1) When the stock market dips I should take my money out
This is a widely held belief. In fact, you are better to keep your money in stocks when the market goes down in value. A lot of people regard this as a good time to start buying stocks as they will be sold at bargain prices. In the long run, a lot of people who kept buying stocks following the Wall Street crash in 1929 actually ended up doing very well.
2) Keeping a balance on my credit card will improve my credit score
In actual fact, all you’re doing by maintaining a balance on your credit card is handing interest payments to the credit card company. Your credit score will be improved by paying off your balance in full at the end of each month. It also helps to only use a small amount of your available balance. Experian offers a handy service that allows you to check your credit score and can give you additional advice on improving it.

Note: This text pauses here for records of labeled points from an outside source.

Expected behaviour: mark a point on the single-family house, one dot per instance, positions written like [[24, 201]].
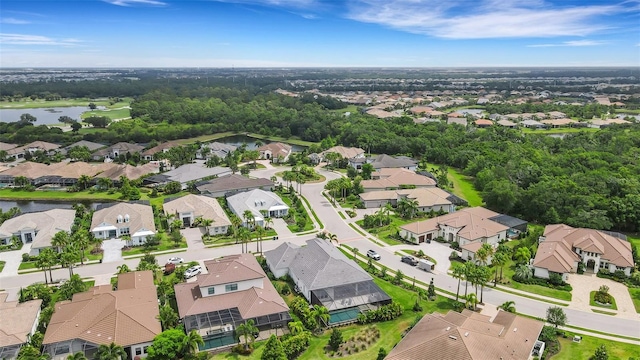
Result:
[[276, 152], [427, 199], [466, 226], [561, 248], [326, 277], [191, 207], [127, 317], [233, 183], [470, 336], [188, 173], [37, 228], [115, 150], [233, 290], [390, 162], [124, 219], [390, 179], [18, 321], [261, 204]]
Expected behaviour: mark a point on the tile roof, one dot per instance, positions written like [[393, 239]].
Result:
[[251, 303], [16, 320], [469, 336], [140, 217], [201, 206], [126, 316], [233, 182], [46, 223]]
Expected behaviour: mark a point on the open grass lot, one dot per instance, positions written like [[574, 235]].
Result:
[[635, 296], [583, 350], [593, 302]]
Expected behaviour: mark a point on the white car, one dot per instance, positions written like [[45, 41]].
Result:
[[192, 271], [175, 260]]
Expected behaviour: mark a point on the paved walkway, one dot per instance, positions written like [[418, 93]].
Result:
[[584, 284]]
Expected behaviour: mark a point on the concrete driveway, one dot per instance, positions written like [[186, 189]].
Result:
[[112, 250], [584, 284]]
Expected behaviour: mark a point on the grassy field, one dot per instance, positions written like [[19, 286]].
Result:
[[593, 302], [635, 297], [583, 350]]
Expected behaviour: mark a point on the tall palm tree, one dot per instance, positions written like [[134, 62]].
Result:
[[191, 341], [458, 273], [296, 327], [508, 306], [246, 330], [110, 352]]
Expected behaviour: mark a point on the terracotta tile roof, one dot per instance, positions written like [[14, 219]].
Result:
[[201, 206], [469, 336], [251, 303], [17, 320], [126, 316]]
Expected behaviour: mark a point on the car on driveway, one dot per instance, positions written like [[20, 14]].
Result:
[[192, 271], [410, 260], [374, 255], [175, 260]]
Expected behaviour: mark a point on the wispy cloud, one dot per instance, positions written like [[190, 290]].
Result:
[[135, 2], [460, 19], [25, 39], [572, 43], [14, 21]]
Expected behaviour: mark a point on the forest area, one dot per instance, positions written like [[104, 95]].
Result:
[[586, 179]]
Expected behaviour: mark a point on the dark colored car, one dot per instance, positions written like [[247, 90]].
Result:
[[410, 260]]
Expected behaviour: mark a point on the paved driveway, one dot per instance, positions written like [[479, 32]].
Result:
[[112, 250], [584, 284]]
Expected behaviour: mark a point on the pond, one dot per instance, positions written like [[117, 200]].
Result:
[[238, 140], [35, 206], [45, 116]]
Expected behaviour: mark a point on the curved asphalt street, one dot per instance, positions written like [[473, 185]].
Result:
[[336, 225]]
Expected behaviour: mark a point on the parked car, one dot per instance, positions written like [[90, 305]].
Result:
[[175, 260], [410, 260], [193, 271], [374, 255]]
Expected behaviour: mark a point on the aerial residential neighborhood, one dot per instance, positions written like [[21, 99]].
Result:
[[394, 215]]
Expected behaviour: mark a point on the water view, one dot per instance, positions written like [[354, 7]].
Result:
[[45, 116]]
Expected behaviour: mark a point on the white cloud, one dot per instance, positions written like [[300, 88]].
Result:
[[460, 19], [572, 43], [135, 2], [24, 39], [14, 21]]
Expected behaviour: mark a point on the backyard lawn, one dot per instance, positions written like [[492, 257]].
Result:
[[570, 350]]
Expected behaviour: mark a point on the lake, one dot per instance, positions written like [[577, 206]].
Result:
[[34, 206], [238, 140], [45, 116]]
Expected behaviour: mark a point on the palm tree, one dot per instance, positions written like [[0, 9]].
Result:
[[191, 341], [77, 356], [321, 315], [260, 232], [296, 327], [246, 330], [458, 273], [110, 352], [508, 306]]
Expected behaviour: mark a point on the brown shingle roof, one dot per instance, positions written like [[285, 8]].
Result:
[[470, 336], [126, 317]]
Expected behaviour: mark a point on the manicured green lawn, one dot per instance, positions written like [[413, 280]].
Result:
[[593, 302], [635, 296], [585, 349]]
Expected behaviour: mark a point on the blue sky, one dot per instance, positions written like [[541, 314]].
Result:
[[302, 33]]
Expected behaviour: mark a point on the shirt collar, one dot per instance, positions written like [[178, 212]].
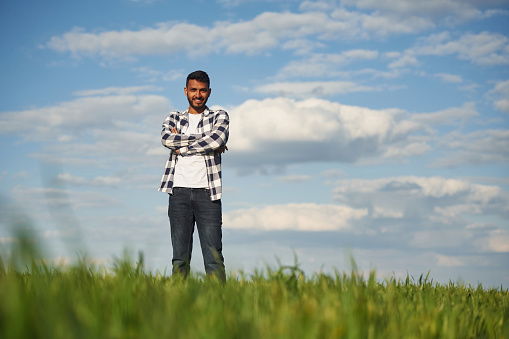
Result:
[[205, 112]]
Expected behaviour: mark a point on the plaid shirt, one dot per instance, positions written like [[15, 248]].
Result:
[[212, 133]]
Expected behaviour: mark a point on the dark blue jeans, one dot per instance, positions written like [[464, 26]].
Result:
[[186, 207]]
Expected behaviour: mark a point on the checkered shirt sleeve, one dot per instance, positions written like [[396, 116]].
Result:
[[212, 134]]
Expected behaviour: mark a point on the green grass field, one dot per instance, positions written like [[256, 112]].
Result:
[[84, 301]]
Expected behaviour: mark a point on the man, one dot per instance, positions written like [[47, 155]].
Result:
[[192, 177]]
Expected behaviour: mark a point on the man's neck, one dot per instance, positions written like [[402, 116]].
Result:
[[192, 110]]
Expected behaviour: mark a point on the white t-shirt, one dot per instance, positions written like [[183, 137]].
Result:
[[191, 171]]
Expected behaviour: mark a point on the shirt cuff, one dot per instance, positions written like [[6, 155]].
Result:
[[183, 151]]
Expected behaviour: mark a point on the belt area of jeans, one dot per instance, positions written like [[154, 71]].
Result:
[[192, 188]]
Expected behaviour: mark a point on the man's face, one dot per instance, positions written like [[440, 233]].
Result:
[[197, 94]]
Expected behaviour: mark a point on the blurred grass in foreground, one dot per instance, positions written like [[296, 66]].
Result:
[[86, 301]]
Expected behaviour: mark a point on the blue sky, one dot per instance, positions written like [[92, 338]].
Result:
[[377, 129]]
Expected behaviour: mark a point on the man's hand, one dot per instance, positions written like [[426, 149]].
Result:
[[222, 149], [174, 130]]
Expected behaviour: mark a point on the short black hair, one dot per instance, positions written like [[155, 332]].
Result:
[[200, 76]]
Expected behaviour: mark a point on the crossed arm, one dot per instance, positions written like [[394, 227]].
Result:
[[211, 141]]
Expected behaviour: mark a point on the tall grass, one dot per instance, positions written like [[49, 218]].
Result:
[[85, 301]]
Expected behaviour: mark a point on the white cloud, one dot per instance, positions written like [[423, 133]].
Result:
[[116, 91], [380, 212], [271, 30], [479, 147], [449, 78], [100, 181], [500, 96], [301, 217], [449, 261], [75, 118], [294, 178], [484, 48], [325, 65], [498, 241], [321, 130], [312, 88]]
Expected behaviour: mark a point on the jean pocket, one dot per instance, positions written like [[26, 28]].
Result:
[[175, 191]]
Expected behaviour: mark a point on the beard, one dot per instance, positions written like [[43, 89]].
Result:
[[195, 106]]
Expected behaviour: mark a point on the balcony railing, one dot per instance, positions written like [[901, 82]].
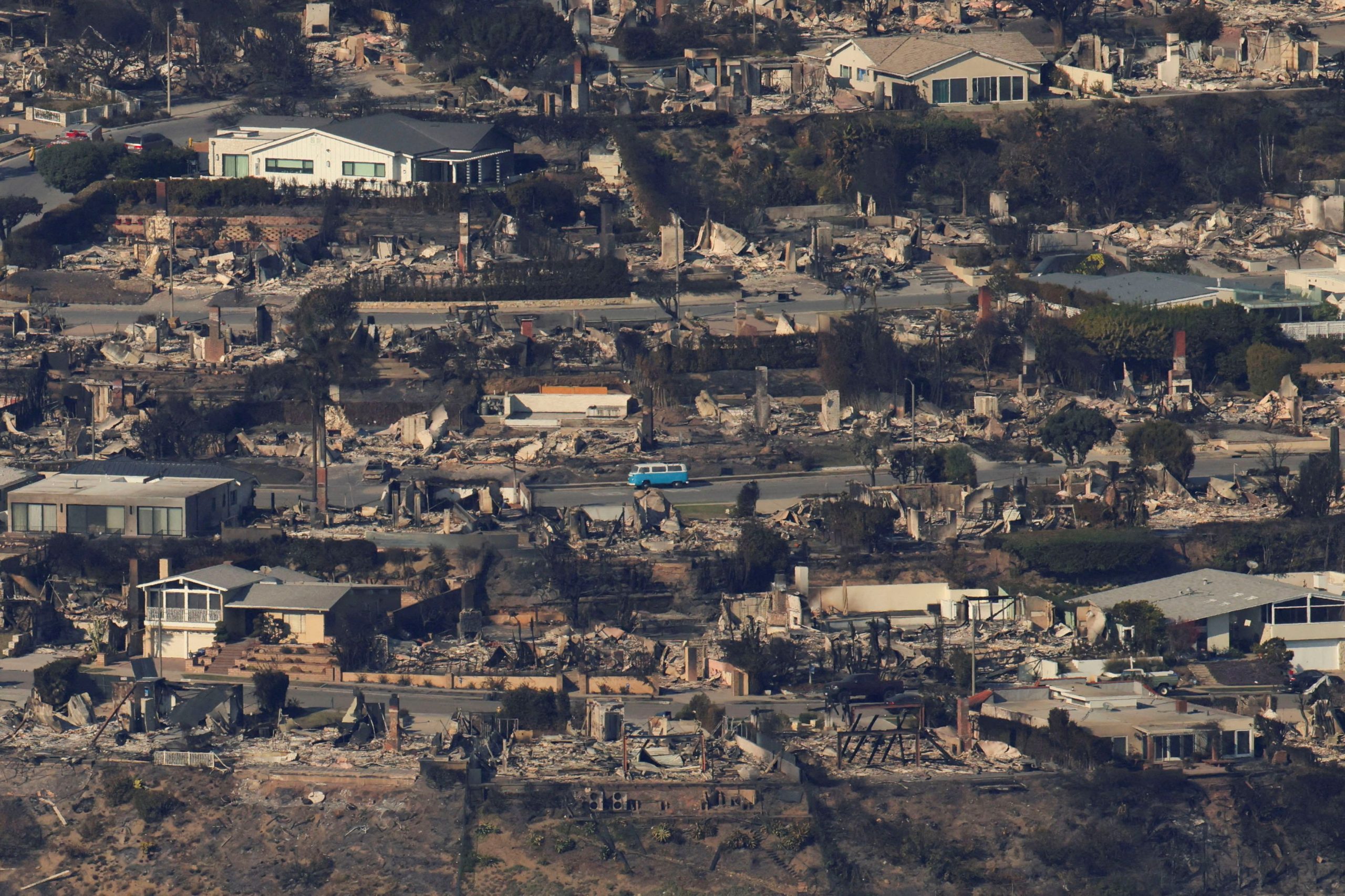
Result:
[[178, 614]]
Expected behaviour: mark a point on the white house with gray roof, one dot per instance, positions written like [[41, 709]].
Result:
[[182, 611], [376, 152], [1238, 611], [942, 69]]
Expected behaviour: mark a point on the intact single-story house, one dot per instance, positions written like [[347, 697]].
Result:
[[183, 610], [1239, 611], [911, 603], [370, 152], [548, 411], [942, 69], [1139, 723], [132, 498]]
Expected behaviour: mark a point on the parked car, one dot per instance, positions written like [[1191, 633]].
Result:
[[1310, 680], [1161, 680], [864, 686], [143, 142], [84, 132], [646, 475]]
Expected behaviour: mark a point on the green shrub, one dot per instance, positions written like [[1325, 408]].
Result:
[[154, 805], [1074, 554], [58, 681]]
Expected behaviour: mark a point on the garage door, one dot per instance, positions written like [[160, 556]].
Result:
[[1322, 654], [174, 645]]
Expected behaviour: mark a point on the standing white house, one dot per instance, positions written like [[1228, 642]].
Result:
[[371, 152], [942, 69]]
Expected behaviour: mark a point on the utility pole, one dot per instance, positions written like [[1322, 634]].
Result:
[[169, 75], [971, 609], [172, 253]]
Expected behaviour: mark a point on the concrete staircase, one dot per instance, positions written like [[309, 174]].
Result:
[[1200, 672], [937, 275], [226, 657]]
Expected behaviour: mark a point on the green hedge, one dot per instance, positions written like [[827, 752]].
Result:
[[1080, 552], [88, 213], [513, 282]]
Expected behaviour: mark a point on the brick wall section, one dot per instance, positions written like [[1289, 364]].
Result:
[[270, 228]]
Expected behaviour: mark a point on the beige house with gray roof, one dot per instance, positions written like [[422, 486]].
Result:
[[942, 69]]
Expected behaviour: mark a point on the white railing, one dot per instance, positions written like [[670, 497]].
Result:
[[178, 614]]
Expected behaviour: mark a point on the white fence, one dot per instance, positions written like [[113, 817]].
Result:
[[1305, 330], [189, 759]]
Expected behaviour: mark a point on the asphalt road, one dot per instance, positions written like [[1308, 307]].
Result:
[[777, 487]]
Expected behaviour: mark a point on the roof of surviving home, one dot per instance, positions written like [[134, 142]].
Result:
[[1203, 593], [85, 487], [311, 597], [227, 576], [911, 54], [1139, 287], [399, 133], [1106, 708]]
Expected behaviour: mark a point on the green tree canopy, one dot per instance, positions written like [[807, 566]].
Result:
[[1146, 619], [1163, 442], [1267, 367], [15, 209], [760, 555], [70, 167], [1074, 431]]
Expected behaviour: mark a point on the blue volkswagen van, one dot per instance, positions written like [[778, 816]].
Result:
[[658, 475]]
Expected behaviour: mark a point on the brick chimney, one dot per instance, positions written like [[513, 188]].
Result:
[[395, 725]]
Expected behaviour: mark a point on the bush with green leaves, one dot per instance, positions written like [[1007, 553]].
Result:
[[741, 839], [1082, 554], [1074, 431], [73, 166], [270, 689], [152, 806], [58, 681], [537, 710]]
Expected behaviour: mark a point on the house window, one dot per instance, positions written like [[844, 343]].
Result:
[[364, 170], [234, 166], [1325, 610], [289, 166], [1173, 747], [1010, 89], [1235, 743], [949, 90], [89, 518], [159, 521], [1310, 609], [34, 518]]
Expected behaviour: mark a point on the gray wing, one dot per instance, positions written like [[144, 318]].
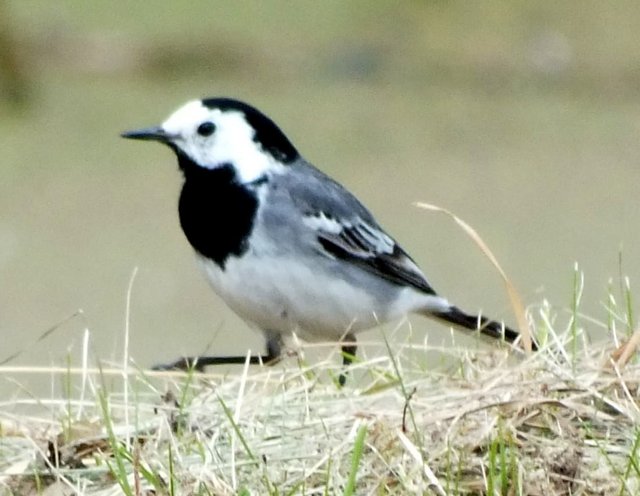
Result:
[[345, 229]]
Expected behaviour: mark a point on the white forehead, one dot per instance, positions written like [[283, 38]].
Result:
[[232, 142], [186, 116]]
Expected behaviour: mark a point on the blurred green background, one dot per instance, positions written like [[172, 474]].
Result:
[[521, 117]]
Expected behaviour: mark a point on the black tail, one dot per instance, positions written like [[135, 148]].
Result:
[[455, 316]]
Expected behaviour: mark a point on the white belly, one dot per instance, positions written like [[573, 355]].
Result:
[[283, 296]]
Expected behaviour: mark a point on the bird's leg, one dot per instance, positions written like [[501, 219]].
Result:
[[349, 350], [274, 352]]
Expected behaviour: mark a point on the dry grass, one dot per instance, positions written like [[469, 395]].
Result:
[[561, 421]]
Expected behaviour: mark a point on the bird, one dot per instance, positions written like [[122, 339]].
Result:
[[285, 246]]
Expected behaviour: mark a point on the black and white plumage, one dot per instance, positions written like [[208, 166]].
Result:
[[285, 246]]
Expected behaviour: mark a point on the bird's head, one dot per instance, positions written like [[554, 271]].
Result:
[[218, 132]]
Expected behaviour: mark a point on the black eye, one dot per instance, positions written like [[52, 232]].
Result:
[[206, 128]]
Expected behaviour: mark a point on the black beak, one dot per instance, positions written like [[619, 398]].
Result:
[[155, 133]]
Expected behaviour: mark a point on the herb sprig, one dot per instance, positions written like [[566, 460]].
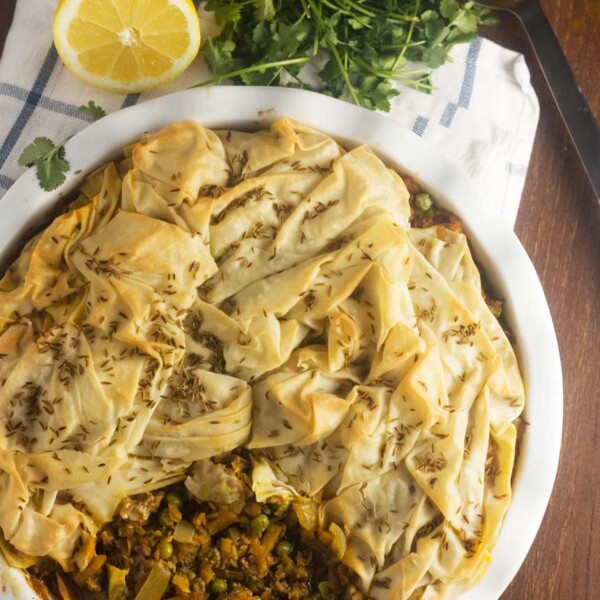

3) I need more money to start investing
While few current accounts offer anything approaching a reasonable rate of return there are online banks who will offer you some return on your investment if you open a savings account with them. Online savings accounts can be opened with as little as £1, so there is no excuse to put off starting your nest egg. Once you’ve built up some money you can then start transferring it into higher return investments like stocks and shares.
4) When you rent you throw away money
This is a very common misconception that leads people to try and get on the ownership ladder as quickly as possible. In actual fact, you “throw away” as much if not more money when you buy a house due to the fact that you’re paying back interest on your mortgage. If your first 60 mortgage payments total around £50,000 then upwards of £40,000 could consist of interest payments. Whether you own or rent your home, you are effectively paying for current consumption of a good in exactly the same way as you do when you buy food or electricity.
5) If my salary increases into a higher tax bracket I’ll take home less money
This isn’t the way the tax system works. You only pay the higher rate of tax on money that is earned over the tax threshold. You’ll pay more of the money that you earn over that threshold in tax than you do on the money under the threshold, but you’ll still have more money in your pocket.